There is always, always, a time to dance (thank you, Niko). I once made the vow to go dancing at least once a month. That was a few years ago. I never kept my promise. Last time I danced was, hold on a little, well, I can't even remember. At some New year's eve, I guess, but I can't seem to remember which year it was.
Last Thursday, I went dancing. I went to an actual club, even better, a Latino club. With Salsa, Merengue, Pachanga, girls twirling, guys moving their hips: heaven on earth.
When I lived in Cuba, I took dancing lessons. There were three of us, all expats, trying not to die of boredom, and we convinced the hotel manager that it was good for us and for the dancers. We had a two-hour lesson three times a week. The first few sessions were not that good. We changed partners, tried every combination and even fought a little. After a little while, we managed to find our partner. I never changed for six months. I think that guy, who never touched me outside of a dance floor, is probably the man who knows me best, who could tell how I felt the minute he laid his hands on my body. Dancing does that to you. Especially Salsa. Bodies talk to each other. He never taught me the names of the moves, one look, one light touch on my back and I knew what to do. It came so naturally, he said I could have been Cuban. How sweet of him. There is another story behind that one, but as a dear friend of mine promised me he'd write it someday, I'll let him do it.

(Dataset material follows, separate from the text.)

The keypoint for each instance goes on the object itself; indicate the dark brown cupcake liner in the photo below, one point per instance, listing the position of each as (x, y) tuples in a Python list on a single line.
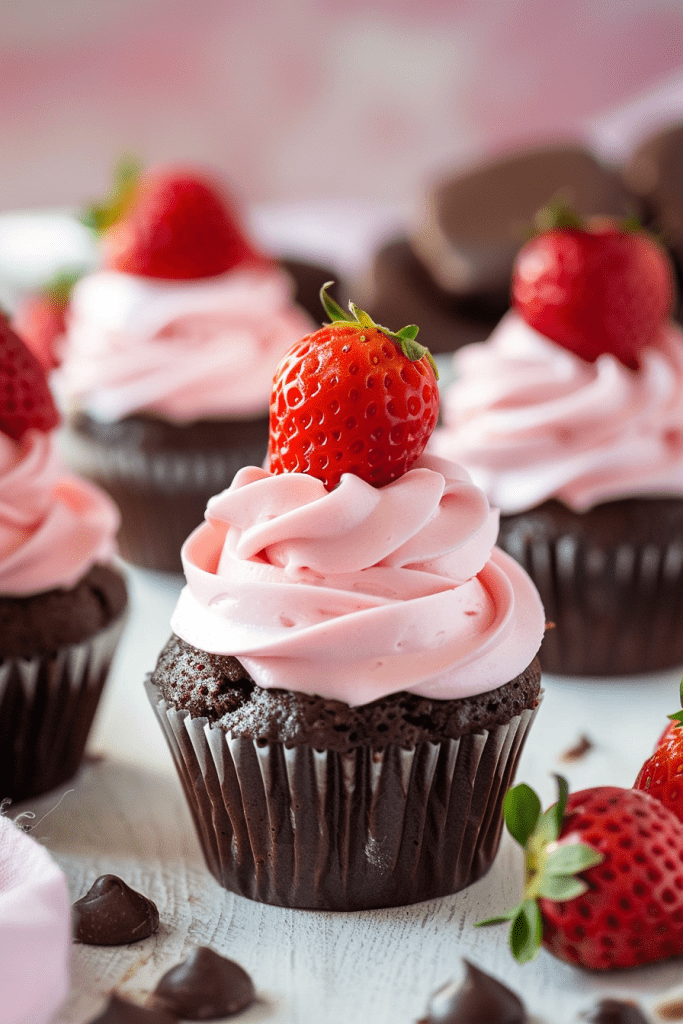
[(318, 829), (162, 495), (47, 705), (615, 609)]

Last Thursday, I realized I hadn't danced the Salsa for nine years. That's a long time. Dancing is, to me, as essential as singing. And strangely enough, I tend to forget this, which means that I stop dancing and singing for ages, until I feel the urge to sing or dance, and nothing can stop me. When we got to the club, it was empty. A couple started dancing, they were great. They seemed to be floating on the floor. I danced a little with my friend, realized I'd lost all my moves, and even almost fell. The music changed, I danced on my own a little, closed my eyes and just felt the music. I went out for a cigarette, and when I came back inside, the amazing dancer grabbed my arm and said to me "I can see you know how to move, you just forgot, come with me". I was scared to death, but I said yes. And we danced. At first I was clumsy, but I just followed his lead, and I felt like I was flying.
I never had the chance to sit again for the next few hours, I was always grabbed by some dancer and I enjoyed myself like I hadn't in a long time.
I vow to go dancing at least once a month. If I don't report on it and if I don't have proper proof, shoot me between the eyes. You'll be my witnesses, and thanks to you, I'll go dancing again.